Yesterday when I got just beyond Black's Creek into the part of Merrymount Park that is all salt marshes, I noticed that almost all of the marsh grass was matted and pointed, going in all different directions -- as if had been combed by the wind and then slicked into place to create and maintain a kind of punk, spiky look. The photo at the left shows a few examples, but the grass of the entire salt marsh was styled in this way. It was quite spectacular to see this strange, beautiful -- but also completely natural --science fiction landscape extending in all directions.

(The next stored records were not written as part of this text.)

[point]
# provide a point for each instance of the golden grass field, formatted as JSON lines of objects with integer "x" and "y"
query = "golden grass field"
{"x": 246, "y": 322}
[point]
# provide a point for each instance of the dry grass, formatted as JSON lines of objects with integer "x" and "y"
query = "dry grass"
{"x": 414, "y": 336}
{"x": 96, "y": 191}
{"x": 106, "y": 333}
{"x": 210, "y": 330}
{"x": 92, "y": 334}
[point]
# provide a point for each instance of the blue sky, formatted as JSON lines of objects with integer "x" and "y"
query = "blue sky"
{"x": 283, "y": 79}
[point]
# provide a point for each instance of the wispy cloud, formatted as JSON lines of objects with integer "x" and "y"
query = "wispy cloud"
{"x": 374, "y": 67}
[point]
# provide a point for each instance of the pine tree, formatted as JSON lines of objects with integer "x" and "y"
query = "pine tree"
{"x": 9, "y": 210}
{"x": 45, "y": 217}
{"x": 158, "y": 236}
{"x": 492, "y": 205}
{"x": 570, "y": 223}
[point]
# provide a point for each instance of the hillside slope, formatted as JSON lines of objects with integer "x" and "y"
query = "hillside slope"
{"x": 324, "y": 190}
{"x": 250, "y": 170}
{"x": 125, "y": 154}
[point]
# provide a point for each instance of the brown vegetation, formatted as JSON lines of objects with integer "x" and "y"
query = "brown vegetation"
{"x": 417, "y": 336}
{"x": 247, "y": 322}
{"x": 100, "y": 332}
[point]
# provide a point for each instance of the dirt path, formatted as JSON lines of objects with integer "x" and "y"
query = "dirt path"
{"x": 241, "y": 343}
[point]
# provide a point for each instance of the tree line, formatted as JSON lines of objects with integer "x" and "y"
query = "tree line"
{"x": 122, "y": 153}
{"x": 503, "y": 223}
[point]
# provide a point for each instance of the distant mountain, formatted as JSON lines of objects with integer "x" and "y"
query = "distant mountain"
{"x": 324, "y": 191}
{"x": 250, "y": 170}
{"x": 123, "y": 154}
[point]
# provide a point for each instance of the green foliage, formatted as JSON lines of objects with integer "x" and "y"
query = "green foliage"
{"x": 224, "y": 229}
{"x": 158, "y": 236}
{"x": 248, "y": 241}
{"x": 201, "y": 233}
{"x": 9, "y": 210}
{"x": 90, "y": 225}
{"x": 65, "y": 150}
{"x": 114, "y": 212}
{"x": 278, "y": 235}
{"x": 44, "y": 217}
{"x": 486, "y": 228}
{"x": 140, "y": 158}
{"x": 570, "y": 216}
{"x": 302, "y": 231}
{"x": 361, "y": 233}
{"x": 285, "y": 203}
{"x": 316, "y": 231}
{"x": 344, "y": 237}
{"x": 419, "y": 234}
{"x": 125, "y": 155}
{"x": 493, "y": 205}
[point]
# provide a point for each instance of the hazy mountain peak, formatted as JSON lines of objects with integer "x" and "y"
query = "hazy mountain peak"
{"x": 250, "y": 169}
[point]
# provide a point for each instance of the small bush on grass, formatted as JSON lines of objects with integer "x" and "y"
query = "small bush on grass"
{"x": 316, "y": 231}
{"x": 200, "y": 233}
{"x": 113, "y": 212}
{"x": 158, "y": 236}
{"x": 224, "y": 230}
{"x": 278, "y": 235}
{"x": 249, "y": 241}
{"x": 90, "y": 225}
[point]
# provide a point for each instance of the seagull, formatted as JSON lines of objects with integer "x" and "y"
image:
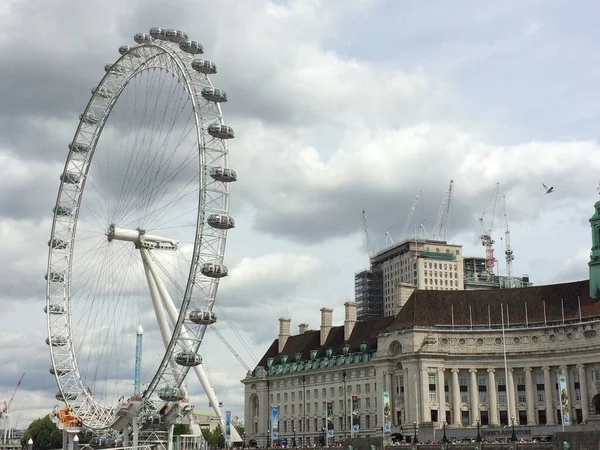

Like that green grass, I am still very much going in all different directions -- both natural and weird, I think -- but I feel for the first time that I am seeing the obstacles much more clearly, and a number of them are me -- which means I have a certain power to tackle them. Now that I realize that my overly developed sense of duty and responsibility to others, and my excessive pride in it, may be contributing to the problem, I'd love to believe that simply naming the problem would mean I could command it away, banish it before turning the August calendar page and encountering September's clean, bright possibilities. Hence the silly title of this posting.
My 60 Days book reminds me regularly that changing patterns and removing obstacles is never easy work and that I must tackle my work with real compassion for myself. I feel I could use some more help and wisdom, or just flashes of insight, from others -- from you.
So back to the request to you that I bolded in pink in the early part of this posting. How do you personally go about changing the patterns and removing the obstacles that get in your way of being who you need to be and doing what you need to do? I would love to hear your experiences and any advice you have. I would also love to hear your comments about what I wrote above. Thanks so much.
And L'Shanah Tovah, whether you're Jewish or not!
* I suspect a lot of good spiritual teachers practice the basics of Teaching for Understanding.